Malmendier and Tate (2008) find that overconfident CEOs are more likely to conduct mergers / acquisitions than rational CEOs at any point in time. The higher acquisitiveness of overconfident CEOs on average suggests that overconfidence is an important determinant of merger / acquisition activity. Further, the effect of overconfidence on merger activity comes primarily from an increased likelihood of conducting diversifying acquisitions. Previous literature suggests that diversifying mergers are unlikely to create value in the acquiring firm (Lamont and Polk, 2002). Thus, it is consistent with current theory that overconfident managers are particularly likely to undertake diversified mergers / acquisitions. Additionally, the authors found that the relationship between overconfidence and the likelihood of doing a merger is strongest when CEOs can avoid equity financing to facilitate the gap in value.

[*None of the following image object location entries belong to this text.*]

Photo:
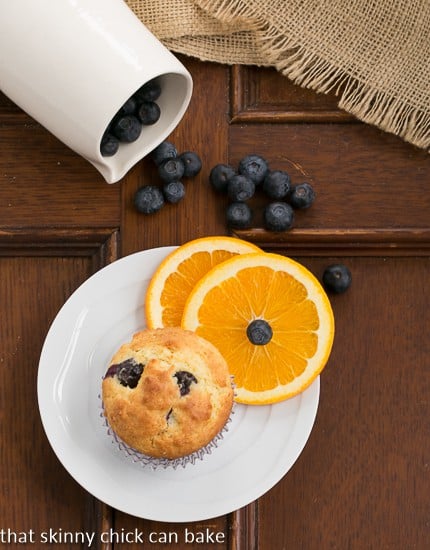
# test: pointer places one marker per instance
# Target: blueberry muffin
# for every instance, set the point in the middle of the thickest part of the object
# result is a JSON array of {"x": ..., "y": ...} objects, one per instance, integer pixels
[{"x": 167, "y": 393}]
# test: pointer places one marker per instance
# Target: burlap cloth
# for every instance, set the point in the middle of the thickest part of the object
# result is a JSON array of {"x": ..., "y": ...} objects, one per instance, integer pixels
[{"x": 374, "y": 54}]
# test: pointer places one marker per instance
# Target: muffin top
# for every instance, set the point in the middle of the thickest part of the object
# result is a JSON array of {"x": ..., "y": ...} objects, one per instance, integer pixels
[{"x": 167, "y": 393}]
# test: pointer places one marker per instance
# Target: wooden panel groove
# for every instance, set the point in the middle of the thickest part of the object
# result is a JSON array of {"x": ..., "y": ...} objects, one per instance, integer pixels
[
  {"x": 247, "y": 104},
  {"x": 353, "y": 242},
  {"x": 102, "y": 244},
  {"x": 244, "y": 528}
]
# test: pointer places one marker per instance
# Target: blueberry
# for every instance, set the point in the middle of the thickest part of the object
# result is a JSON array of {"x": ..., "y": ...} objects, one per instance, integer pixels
[
  {"x": 127, "y": 128},
  {"x": 128, "y": 372},
  {"x": 129, "y": 107},
  {"x": 276, "y": 184},
  {"x": 184, "y": 380},
  {"x": 239, "y": 215},
  {"x": 278, "y": 216},
  {"x": 302, "y": 195},
  {"x": 166, "y": 150},
  {"x": 220, "y": 175},
  {"x": 150, "y": 91},
  {"x": 171, "y": 170},
  {"x": 148, "y": 112},
  {"x": 109, "y": 145},
  {"x": 254, "y": 167},
  {"x": 259, "y": 332},
  {"x": 173, "y": 191},
  {"x": 192, "y": 163},
  {"x": 240, "y": 188},
  {"x": 337, "y": 278},
  {"x": 148, "y": 199}
]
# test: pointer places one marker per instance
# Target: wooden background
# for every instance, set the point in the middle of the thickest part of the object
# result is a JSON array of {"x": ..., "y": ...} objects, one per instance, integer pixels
[{"x": 362, "y": 480}]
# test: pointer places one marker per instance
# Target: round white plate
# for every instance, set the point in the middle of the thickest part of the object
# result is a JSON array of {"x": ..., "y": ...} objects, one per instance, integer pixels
[{"x": 261, "y": 445}]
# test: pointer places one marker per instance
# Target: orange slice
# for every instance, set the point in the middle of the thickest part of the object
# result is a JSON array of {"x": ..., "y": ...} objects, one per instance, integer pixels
[
  {"x": 177, "y": 274},
  {"x": 282, "y": 295}
]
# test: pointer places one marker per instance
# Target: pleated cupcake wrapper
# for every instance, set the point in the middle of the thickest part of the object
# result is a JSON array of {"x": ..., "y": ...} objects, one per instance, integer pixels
[{"x": 164, "y": 463}]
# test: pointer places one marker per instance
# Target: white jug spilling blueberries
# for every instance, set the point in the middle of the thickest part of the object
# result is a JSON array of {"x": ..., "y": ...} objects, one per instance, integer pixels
[{"x": 94, "y": 76}]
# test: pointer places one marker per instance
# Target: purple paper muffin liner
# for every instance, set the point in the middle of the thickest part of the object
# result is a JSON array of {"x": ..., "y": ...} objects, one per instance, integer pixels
[{"x": 156, "y": 463}]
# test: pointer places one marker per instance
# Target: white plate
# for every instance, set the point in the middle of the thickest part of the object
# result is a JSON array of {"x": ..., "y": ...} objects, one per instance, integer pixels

More often overconfident CEOs typically prefer to use internal cash or leveraged debt (senior and sub-debt) to finance their mergers / acquisition in lieu of their using their company’s stock as a check book unless their company appears to be overvalued by the capital market.
The empirical tests that the Malmendier and Tate (2008) conducted corroborate their results. First, they show that the observed differences in option exercises and merger decisions are not due to inside information. Instead, the hypothetical returns CEOs could have obtained by exercising their options earlier are positive on average. Second, the acquisitions of overconfident managers are distributed uniformly over their tenures suggesting that the effect of overconfidence is a true managerial fixed effect. Third, to bolster their portfolio measure of overconfidence the authors constructed an alternative measure based on how a CEO is characterized in the press. They analyzed the difference in merger activity between CEOs who are portrayed in the business press as confident and optimistic and CEOs who are portrayed instead as reliable, cautious, conservative, practical, frugal, or steady. Controlling for the total number of press mentions, they performed the same empirical analysis as with the portfolio overconfidence measure. Their results replicated the previous results. Furthermore, they posit that the two measures are highly correlated.